"Shooting Stars" is a song by Australian electronic duo Bag Raiders. The song was originally featured on the band's EP, Turbo Love, in 2008. The year afterwards, the song was released as a single from their eponymous debut album Bag Raiders, and reached number 18 in the Triple J Hottest 100 countdown of 2009. Although the song was released and charted in Australia in 2009, the song did not reach its peak there until 2013. It received international attention in February 2017 when the song became a part of a popular internet meme, thus cementing the track's legacy as a sleeper hit. The song reached number 11 on Billboard's Dance/Electronic Songs chart and number 9 on the Billboard Bubbling Under chart that year. The vocals on the song are performed by Rhys Taylor.

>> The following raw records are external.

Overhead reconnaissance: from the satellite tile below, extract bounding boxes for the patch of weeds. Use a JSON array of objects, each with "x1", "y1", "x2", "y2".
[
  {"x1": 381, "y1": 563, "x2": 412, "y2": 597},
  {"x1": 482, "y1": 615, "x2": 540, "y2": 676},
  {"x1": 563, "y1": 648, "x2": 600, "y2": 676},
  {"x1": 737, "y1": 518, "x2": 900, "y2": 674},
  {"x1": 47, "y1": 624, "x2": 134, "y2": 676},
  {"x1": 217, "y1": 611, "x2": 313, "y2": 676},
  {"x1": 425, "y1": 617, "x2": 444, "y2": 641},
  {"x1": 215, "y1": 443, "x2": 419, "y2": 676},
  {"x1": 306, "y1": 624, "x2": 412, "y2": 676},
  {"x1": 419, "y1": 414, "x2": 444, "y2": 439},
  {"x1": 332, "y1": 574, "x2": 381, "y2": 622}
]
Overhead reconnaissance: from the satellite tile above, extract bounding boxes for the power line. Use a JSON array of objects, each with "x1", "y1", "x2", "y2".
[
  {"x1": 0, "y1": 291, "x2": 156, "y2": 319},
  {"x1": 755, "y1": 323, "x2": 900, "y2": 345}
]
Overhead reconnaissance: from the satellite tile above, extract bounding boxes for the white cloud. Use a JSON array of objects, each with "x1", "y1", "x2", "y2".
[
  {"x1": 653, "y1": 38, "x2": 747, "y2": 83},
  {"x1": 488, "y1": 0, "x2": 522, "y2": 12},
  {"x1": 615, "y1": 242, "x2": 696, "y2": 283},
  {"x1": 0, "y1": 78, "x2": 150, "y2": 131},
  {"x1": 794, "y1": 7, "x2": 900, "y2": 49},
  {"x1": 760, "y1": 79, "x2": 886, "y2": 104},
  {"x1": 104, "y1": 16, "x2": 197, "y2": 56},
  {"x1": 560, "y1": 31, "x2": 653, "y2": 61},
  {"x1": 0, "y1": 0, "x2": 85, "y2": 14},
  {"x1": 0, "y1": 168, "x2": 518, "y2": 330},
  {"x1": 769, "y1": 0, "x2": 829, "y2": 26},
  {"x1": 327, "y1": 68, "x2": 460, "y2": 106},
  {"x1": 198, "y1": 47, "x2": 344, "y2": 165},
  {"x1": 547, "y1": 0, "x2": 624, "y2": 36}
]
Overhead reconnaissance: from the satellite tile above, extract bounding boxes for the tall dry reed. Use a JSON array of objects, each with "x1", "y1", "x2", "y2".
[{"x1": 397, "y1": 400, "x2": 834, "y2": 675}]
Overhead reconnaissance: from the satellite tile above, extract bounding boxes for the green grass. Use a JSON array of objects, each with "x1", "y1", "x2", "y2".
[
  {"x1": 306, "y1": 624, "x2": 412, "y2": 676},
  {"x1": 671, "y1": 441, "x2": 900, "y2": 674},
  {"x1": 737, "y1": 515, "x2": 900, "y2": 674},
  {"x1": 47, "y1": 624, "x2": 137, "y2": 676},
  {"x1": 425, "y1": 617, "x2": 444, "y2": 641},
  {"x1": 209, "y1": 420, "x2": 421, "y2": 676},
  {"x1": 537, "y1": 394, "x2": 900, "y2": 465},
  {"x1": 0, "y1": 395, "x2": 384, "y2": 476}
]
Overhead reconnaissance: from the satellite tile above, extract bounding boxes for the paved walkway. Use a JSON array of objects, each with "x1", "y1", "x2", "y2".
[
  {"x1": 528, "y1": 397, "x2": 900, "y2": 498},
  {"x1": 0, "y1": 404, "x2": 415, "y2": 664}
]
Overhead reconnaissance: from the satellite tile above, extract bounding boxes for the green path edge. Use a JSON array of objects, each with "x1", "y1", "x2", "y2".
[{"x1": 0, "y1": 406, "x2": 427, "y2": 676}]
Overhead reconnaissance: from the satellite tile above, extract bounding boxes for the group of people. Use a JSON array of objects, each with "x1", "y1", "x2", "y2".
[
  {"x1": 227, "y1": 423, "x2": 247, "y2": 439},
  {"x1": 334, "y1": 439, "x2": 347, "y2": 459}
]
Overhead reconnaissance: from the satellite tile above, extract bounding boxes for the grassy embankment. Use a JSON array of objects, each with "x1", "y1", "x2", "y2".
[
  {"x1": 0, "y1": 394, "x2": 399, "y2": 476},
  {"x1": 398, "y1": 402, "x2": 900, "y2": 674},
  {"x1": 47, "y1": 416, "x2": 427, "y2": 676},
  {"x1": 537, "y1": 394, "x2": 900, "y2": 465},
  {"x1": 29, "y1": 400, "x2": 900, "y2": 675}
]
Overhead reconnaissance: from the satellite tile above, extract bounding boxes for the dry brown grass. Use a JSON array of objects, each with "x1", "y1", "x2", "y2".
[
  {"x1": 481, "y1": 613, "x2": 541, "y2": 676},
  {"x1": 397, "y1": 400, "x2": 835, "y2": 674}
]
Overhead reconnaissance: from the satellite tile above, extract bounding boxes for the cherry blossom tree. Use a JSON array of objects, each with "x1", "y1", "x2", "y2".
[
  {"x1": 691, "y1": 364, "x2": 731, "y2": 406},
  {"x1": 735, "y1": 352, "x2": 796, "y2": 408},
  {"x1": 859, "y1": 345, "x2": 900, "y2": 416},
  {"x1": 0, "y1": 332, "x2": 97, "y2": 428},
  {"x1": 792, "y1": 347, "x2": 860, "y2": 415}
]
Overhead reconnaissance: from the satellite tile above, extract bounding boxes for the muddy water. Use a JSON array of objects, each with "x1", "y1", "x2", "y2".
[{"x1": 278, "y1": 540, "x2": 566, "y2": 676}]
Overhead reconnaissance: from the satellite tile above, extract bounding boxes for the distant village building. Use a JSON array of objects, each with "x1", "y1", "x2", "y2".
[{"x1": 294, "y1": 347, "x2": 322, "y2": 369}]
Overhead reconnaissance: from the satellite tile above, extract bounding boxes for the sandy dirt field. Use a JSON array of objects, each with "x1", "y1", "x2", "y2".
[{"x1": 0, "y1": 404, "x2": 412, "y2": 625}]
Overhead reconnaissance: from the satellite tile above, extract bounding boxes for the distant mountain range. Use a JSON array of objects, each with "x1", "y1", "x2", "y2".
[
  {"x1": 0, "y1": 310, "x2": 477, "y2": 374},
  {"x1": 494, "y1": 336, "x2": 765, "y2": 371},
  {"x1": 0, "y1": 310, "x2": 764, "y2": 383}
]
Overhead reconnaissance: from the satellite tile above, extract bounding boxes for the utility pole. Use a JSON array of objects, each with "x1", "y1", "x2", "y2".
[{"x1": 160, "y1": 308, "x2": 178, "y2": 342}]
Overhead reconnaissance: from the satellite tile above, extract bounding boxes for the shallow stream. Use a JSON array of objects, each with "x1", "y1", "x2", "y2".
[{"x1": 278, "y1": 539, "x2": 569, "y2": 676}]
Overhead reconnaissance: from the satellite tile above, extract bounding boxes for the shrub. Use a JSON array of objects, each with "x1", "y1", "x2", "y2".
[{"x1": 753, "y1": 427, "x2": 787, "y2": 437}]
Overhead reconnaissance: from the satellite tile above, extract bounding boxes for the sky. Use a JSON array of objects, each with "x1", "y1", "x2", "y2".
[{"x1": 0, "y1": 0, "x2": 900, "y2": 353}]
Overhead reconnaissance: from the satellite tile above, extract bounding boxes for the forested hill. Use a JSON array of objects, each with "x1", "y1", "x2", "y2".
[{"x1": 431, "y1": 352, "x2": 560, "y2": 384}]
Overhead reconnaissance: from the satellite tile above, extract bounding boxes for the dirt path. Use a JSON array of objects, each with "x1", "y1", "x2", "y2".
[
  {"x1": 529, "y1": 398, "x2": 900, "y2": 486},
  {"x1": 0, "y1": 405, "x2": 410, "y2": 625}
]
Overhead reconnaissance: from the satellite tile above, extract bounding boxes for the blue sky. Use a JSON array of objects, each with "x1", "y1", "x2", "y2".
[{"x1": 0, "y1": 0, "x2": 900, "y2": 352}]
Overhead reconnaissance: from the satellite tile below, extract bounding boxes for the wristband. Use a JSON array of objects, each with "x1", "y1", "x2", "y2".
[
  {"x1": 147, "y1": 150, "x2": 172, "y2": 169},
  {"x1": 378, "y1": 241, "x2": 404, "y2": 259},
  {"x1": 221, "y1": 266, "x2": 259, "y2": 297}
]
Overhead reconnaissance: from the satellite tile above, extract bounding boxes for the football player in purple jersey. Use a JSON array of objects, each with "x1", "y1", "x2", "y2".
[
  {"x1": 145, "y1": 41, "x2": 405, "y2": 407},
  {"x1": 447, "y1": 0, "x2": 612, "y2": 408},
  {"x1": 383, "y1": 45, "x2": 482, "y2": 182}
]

In 2015, the song was listed at number 29 in In the Mix's '100 Greatest Australian Dance Tracks of All Time' with Dave Ruby Howe saying "[it] was a bright, euphoric tonic ... with an instantly-classic chorus".

History
In an interview with The Sydney Morning Herald, Jack Glass, a member of the band, said that the single inspired him to create their self-titled album, claiming that "people loved Shooting Stars so much and we liked that direction of songwriting and developing a pop sensibility ourselves, too." Glass also said that the band also played half of the song in clubs before the band had realized that "people liked it and wanted to hear the whole thing."

Composition
The song is composed in G minor and a tempo of 125 BPM. It also contains the interesting oddity of a melody played on the Stylophone, which is one of only a few examples of the Stylophone's use in professional music composition. The song's chorus is only played at the end of the song. The bass player is switched between the two band members in the verse and chorus.

Reception
"Shooting Stars" was well received by music critics. Andrew Murfett of The Sydney Morning Herald described the song as "peppy track" and compared the song to works of Daft Punk.

Revival 
In 2013, "Shooting Stars" was used on Australia's Got Talent by contestant Tommy Franklin, which led to the song entering the top 40 of the ARIA Singles Chart nearly four years after it was originally released due to downloads.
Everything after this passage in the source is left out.